Anche la corte costituzionale albanese nella sentenza sull’accordo tra Italia e Albania ha espresso diverse criticità e “ha messo dei paletti”, spiega Fachile. L’avvocato dell’Asgi è sicuro che i trattenimenti dei migranti nei centri di detenzione albanesi non saranno convalidati dai giudici del tribunale di Roma, che saranno chiamati a intervenire, com’è già avvenuto in altri casi negli ultimi mesi per delle persone sottoposte alla procedura di frontiera accelerata sul territorio italiano nei centri di detenzione di Pozzallo e Porto Empedocle.
“La sentenza della corte di giustizia europea (Cedu) sul cosiddetto decreto Cutro è molto chiara e ritiene che non esistano i presupposti di urgenza per definire ‘paesi sicuri’ l’Egitto o il Bangladesh (paesi di provenienza del primo gruppo di migranti trasferito in Albania)”, afferma Fachile.
Per l’ammiraglio in congedo della guardia costiera Vittorio Alessandro anche dal punto di visto logistico l’operazione presenta una serie di problemi: “L’idea di costruire questi ‘hotspot galleggianti’ sulle navi militari è stata esclusa già in passato dai tribunali e dai vertici militari, come l’attuale comandante generale delle capitanerie di porto Nicola Carlone, che disse che sui mezzi di soccorso non si possono compiere operazioni d’identificazione di questo tipo”.
Secondo Alessandro affrontare un viaggio di seicento miglia a bordo di questo tipo di navi della marina è problematico.
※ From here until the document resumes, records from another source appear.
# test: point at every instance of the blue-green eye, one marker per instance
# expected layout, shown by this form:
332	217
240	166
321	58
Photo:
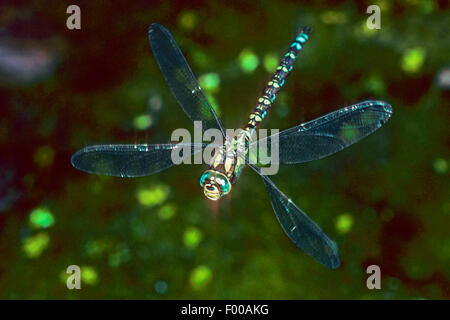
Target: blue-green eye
225	187
204	176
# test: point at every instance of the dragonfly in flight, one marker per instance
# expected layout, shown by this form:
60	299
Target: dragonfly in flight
308	141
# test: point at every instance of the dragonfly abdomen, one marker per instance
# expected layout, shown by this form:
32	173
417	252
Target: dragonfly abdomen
277	81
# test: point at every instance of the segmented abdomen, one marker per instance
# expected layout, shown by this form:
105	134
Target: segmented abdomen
276	82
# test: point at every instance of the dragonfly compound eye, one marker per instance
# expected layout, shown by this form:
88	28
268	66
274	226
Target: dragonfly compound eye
215	184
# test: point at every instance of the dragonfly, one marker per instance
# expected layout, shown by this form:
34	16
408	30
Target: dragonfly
305	142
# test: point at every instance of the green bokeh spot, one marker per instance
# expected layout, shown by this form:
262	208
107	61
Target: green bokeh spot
413	60
192	237
210	81
248	61
270	62
43	156
143	122
34	246
153	196
89	275
375	84
200	277
344	223
167	211
41	218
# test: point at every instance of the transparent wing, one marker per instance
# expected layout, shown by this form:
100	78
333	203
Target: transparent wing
130	160
300	228
328	134
181	80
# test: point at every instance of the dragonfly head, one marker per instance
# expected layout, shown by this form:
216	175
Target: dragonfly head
215	184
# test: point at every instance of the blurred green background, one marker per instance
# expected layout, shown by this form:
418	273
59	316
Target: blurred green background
385	200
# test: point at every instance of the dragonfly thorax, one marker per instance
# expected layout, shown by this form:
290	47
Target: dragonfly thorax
225	167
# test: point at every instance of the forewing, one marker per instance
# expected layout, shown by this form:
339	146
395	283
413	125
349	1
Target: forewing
129	160
328	134
181	80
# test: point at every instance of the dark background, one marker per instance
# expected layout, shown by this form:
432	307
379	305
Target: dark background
384	200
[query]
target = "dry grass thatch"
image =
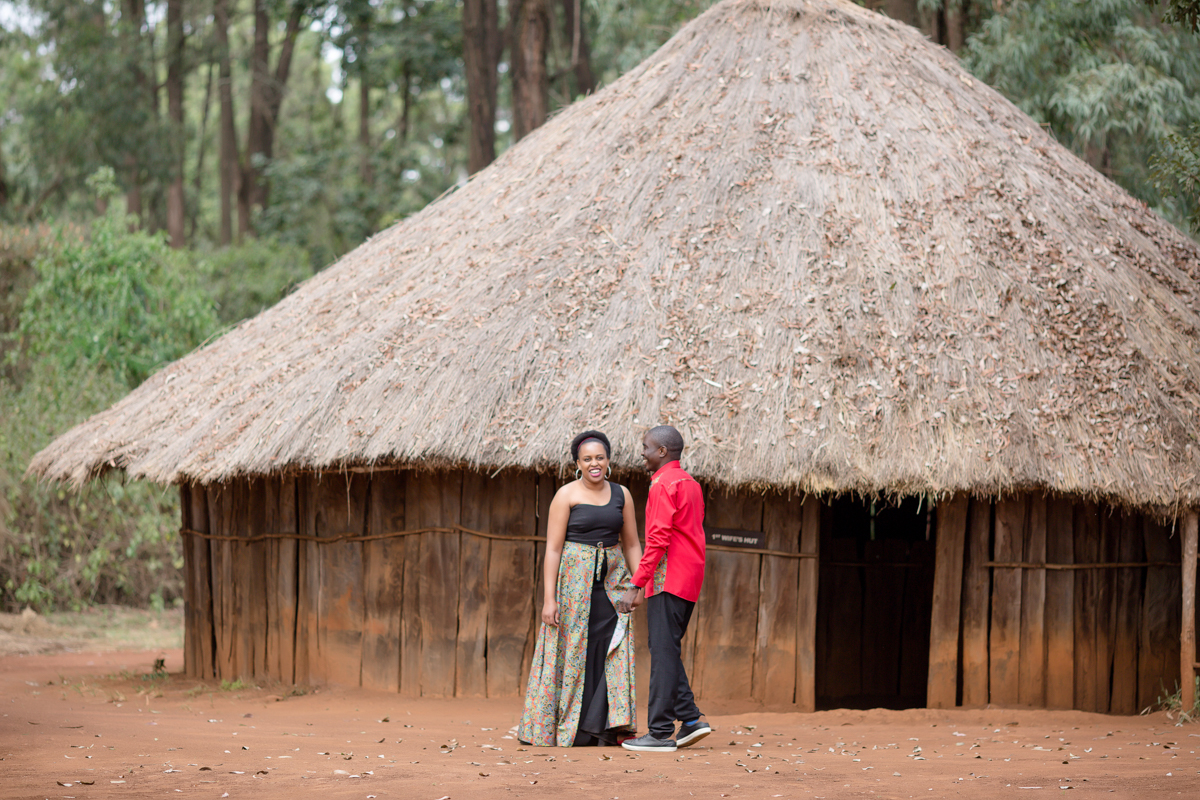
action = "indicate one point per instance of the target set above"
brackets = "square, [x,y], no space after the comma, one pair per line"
[799,232]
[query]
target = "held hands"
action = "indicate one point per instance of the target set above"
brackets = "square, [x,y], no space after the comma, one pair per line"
[550,612]
[631,600]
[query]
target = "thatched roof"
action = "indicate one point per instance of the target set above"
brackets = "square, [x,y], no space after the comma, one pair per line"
[799,232]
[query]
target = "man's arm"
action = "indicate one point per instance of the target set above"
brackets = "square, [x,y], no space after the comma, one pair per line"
[659,528]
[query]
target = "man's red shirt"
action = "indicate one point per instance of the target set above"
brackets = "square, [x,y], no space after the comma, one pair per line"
[673,559]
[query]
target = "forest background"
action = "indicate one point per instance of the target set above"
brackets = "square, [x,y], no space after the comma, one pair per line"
[169,168]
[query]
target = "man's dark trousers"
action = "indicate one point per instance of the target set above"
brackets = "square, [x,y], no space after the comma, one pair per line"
[671,696]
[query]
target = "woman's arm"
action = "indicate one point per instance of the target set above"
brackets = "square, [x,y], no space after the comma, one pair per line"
[556,535]
[633,549]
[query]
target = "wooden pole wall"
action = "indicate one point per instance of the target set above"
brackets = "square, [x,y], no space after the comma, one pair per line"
[807,607]
[943,638]
[1188,632]
[976,594]
[455,614]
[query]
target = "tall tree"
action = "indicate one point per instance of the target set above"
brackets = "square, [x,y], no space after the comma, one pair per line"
[175,210]
[481,49]
[577,41]
[1107,78]
[267,90]
[135,17]
[531,80]
[228,160]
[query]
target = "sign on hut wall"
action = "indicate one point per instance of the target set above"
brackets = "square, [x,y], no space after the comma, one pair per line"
[733,537]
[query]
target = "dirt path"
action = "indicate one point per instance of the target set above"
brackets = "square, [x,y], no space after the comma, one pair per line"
[101,725]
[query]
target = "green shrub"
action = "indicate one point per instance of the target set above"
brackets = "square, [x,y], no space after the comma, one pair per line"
[247,278]
[106,311]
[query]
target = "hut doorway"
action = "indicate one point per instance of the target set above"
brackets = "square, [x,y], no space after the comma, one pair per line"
[874,605]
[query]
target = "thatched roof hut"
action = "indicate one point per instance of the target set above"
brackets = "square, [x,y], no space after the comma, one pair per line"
[798,232]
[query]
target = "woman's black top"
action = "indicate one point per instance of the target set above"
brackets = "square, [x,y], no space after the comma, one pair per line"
[598,525]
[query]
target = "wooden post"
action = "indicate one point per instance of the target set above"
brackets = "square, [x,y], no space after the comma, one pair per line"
[1060,606]
[943,630]
[1032,660]
[1005,638]
[1188,632]
[774,673]
[383,583]
[726,614]
[807,607]
[976,590]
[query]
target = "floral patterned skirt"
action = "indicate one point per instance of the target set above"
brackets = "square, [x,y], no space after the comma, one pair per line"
[555,695]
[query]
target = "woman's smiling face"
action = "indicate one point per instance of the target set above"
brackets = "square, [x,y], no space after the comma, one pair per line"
[593,462]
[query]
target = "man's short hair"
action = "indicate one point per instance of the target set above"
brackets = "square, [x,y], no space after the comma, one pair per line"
[667,437]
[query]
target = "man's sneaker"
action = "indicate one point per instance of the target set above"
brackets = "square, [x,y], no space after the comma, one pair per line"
[648,744]
[690,734]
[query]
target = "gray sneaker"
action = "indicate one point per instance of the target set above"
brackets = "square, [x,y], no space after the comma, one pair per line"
[648,744]
[691,733]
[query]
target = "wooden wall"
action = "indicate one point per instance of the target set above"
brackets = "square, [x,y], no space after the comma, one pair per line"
[455,614]
[1043,624]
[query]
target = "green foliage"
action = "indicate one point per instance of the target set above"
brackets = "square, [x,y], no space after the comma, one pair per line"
[1103,76]
[103,311]
[111,542]
[1176,172]
[1185,13]
[118,304]
[250,277]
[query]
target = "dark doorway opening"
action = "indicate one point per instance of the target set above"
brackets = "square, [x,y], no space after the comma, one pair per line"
[874,603]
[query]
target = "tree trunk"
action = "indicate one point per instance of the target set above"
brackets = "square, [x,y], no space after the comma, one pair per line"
[175,211]
[202,146]
[136,13]
[228,156]
[4,182]
[251,192]
[265,101]
[366,175]
[957,25]
[904,11]
[406,94]
[581,56]
[531,82]
[481,56]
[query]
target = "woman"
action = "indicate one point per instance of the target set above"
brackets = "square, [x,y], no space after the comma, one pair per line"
[581,683]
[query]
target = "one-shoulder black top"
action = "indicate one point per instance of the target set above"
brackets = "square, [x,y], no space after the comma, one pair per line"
[598,525]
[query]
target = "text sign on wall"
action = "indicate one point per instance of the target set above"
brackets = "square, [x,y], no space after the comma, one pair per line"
[731,537]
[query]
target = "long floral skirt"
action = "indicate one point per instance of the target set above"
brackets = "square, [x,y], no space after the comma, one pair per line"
[557,690]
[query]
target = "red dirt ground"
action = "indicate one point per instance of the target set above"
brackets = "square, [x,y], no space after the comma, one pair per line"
[90,726]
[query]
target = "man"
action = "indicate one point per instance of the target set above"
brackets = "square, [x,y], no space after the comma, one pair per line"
[670,573]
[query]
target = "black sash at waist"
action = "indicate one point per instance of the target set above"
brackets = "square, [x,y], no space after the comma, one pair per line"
[591,540]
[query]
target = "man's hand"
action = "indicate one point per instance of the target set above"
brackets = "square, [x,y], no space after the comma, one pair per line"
[630,600]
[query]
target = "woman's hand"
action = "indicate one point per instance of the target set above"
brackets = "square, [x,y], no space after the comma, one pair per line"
[550,613]
[630,600]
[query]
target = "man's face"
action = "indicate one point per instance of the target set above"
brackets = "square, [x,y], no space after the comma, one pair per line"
[652,453]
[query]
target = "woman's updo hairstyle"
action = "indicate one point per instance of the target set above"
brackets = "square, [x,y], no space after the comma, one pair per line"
[589,434]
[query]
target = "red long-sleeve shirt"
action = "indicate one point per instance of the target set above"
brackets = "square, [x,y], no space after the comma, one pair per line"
[673,559]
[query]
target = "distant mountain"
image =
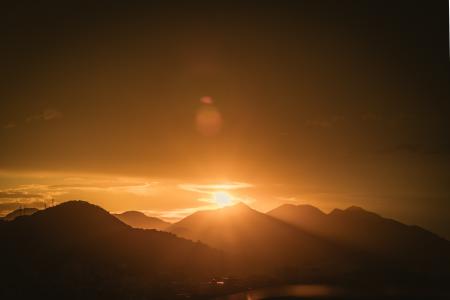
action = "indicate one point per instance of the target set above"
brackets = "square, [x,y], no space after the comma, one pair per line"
[368,232]
[77,250]
[140,220]
[256,237]
[20,212]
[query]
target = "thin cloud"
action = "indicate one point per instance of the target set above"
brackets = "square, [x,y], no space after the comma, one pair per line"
[46,115]
[9,125]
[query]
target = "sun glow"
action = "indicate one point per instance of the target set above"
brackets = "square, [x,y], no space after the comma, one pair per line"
[222,199]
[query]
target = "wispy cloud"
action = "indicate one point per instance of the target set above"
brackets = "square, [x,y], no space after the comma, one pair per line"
[210,188]
[46,115]
[325,122]
[9,125]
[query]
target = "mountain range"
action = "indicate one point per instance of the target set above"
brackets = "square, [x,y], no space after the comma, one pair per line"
[138,219]
[78,250]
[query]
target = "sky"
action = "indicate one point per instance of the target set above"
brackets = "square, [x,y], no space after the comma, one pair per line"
[155,106]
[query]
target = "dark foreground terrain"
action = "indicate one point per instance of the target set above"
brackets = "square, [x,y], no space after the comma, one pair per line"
[79,251]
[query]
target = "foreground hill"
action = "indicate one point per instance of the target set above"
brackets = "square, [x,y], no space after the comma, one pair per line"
[77,250]
[412,246]
[139,220]
[253,237]
[20,212]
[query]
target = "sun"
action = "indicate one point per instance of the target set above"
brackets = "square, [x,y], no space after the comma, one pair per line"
[222,199]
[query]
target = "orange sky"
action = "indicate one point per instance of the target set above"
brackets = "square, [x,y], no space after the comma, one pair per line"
[145,108]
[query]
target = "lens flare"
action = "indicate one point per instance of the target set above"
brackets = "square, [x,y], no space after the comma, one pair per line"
[222,199]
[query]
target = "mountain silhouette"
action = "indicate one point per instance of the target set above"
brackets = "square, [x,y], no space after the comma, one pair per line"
[414,247]
[140,220]
[253,237]
[77,250]
[20,212]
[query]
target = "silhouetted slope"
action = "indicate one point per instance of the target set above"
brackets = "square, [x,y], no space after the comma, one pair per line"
[254,237]
[20,212]
[139,220]
[410,246]
[77,250]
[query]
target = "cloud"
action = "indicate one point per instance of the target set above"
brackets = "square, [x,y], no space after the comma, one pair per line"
[210,188]
[325,122]
[18,195]
[46,115]
[9,125]
[417,148]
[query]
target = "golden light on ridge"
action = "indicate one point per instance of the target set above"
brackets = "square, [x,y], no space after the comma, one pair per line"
[222,199]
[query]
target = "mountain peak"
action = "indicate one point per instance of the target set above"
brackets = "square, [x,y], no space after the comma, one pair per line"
[20,212]
[355,209]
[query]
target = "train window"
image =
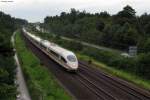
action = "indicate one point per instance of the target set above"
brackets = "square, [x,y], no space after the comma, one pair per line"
[71,58]
[54,53]
[63,60]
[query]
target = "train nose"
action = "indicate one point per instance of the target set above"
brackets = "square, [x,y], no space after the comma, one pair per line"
[74,65]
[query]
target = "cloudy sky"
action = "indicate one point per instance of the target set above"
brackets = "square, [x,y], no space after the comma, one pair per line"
[36,10]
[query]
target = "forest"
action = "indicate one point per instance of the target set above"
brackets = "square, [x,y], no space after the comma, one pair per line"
[119,31]
[8,25]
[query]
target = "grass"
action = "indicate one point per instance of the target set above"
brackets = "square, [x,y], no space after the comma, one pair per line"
[119,73]
[41,83]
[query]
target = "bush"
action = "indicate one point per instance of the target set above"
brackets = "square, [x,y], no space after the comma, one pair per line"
[143,66]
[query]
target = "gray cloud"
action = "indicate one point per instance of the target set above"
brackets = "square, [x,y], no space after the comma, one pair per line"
[36,10]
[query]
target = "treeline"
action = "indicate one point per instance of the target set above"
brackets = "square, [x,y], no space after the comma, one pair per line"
[7,65]
[120,31]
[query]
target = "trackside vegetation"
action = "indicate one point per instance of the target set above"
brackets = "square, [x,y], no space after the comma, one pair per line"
[41,83]
[8,87]
[131,69]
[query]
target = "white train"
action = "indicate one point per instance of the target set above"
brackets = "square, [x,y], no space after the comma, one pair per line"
[65,58]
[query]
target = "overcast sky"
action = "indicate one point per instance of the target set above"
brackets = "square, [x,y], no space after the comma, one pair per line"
[36,10]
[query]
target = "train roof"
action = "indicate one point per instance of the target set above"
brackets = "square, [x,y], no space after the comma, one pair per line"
[52,46]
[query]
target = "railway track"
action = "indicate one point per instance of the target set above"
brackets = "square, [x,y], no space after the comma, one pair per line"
[113,82]
[89,83]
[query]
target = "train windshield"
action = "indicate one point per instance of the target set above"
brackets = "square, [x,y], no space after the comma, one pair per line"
[71,58]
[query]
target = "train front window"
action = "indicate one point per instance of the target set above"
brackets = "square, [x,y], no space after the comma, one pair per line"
[71,58]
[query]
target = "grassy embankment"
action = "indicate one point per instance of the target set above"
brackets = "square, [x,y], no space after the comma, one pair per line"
[129,76]
[41,83]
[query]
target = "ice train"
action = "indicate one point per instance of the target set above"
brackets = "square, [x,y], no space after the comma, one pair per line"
[63,57]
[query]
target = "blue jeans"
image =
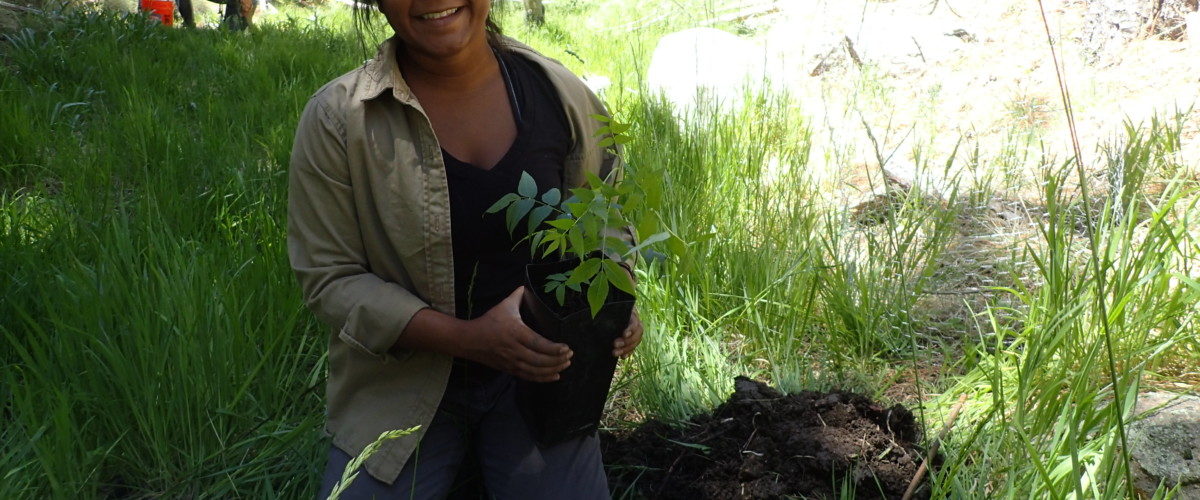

Intanto un’imbarcazione di quel genere costa tra i dodicimila e i quindicimila euro al giorno, quindi il prezzo di questi trasferimenti è molto alto. “Si era previsto di trasferire queste persone con un traghetto civile, com’è successo per le cosiddette navi quarantena in passato. C’è una differenza notevole con una nave cosiddetta stellata, cioè sottile per le sue caratteristiche. La Libra è un pattugliatore di ottanta metri che va a venti nodi. Non ci sono certo le cinquanta cabine che si immaginava nei traghetti, non c’è l’infermeria o un ufficio per l’identificazione dei migranti. Questa differenza di condizioni ricade sui migranti. Gli spazi sono molto ristretti e pensati per trasportare una quarantina di persone di equipaggio. E se si usassero mezzi della guardia costiera sarebbe anche peggio”, afferma l’ammiraglio, che mette in guardia dal rischio di rivolte a bordo oppure tentativi dei migranti di sottrarsi a questa procedura, con possibili incidenti come avvenne il 28 maggio del 1997 proprio al largo dell’Albania, quando una barca di migranti, la Kater i Rades, fu speronata da una nave della marina militare italiana, la Sibilla, e naufragò.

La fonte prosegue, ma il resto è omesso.